If Season 1 is a party at 12am and Season 2 is at 5am, the Special Episodes occur at 3am, the point where you start tapering off the alcohol and coming to your senses just a little bit more.
Q: How has this season’s cinematography and writing elevated the distinction to having importance in the show’s storytelling?
A: First off, “Euphoria”’s cinematography is absolutely one of the most stunning pieces of visual art I have seen, ever. Every episode, the cinematography brought to us by Sam Levinson and Director of Photography Marcell Rév is a visual masterpiece.
However, the show’s pretty visuals don’t just add beauty to the show; they add layers of emotional complexity to the characters and the plot. The shift to 35mm Ektachrome film stock, plus dynamic shots and lighting, add to the 5am feel and somehow make the audience feel exactly what the characters are feeling. Episode 4 does exactly this, stunningly so in the montage of character portraits (e.g. Cassie surrounded by a Midsommar-like arrangement of flowers, Elliot alone in the church, Jules with the shadow of raindrops streaming down her face).

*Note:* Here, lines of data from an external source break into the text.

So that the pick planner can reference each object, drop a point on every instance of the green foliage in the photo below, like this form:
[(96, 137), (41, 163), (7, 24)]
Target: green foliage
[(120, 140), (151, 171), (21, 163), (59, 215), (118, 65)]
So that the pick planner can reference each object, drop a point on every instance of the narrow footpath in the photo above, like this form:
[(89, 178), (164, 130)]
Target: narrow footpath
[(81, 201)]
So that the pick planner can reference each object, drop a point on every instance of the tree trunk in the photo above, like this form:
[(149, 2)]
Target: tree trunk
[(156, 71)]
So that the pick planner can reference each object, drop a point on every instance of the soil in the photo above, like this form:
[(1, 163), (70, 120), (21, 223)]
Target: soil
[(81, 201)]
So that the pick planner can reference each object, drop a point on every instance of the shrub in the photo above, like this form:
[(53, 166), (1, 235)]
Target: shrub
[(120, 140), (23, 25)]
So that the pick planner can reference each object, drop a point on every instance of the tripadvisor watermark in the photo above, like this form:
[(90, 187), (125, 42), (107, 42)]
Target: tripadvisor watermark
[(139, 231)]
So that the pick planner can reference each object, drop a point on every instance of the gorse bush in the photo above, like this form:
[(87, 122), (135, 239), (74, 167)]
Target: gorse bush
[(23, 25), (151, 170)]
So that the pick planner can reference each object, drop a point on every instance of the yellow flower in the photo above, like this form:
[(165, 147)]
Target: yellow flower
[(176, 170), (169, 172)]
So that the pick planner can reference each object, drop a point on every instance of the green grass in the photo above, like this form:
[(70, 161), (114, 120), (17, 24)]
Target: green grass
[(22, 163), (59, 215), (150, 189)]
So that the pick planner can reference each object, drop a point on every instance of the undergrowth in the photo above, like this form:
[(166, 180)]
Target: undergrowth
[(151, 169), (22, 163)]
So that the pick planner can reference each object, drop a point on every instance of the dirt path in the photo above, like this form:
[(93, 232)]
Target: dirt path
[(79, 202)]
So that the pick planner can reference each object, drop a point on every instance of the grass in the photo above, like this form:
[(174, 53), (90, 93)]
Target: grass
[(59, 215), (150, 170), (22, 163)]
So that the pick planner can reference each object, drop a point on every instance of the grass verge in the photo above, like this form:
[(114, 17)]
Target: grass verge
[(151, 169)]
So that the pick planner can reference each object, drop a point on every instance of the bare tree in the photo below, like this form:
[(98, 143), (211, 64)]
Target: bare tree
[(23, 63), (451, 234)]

Secondly, the writing, viewed sometimes as a weak point for the show, seems to be holding its own. Casual viewers argue that the lack of character centricity this season assumes the season’s downfall, disregarding the fact that the season started off with Fezco’s backstory. Instead of giving credit where credit is due, even if it is unintentional (*Anyone who’s taken a high school English class knows*), viewers choose to critique. The season started with its usual format, and the season has slowly gained chaotic traction in its narrative as Rue spirals deeper into her addiction; her omnipresent narration decreases each week until it is replaced by Jules’ voice in the last moments of this episode. To me, it appears to be narrative genius, but I’m willing to be proven wrong.
Q: What’s left for “Euphoria”?
A: “Euphoria” has been officially renewed for a Season 3 by HBO. So, the light is at the end of the tunnel for Rue, right? Let’s hope so. But, because of the way this episode went, it feels like it’s going to get darker before it gets brighter.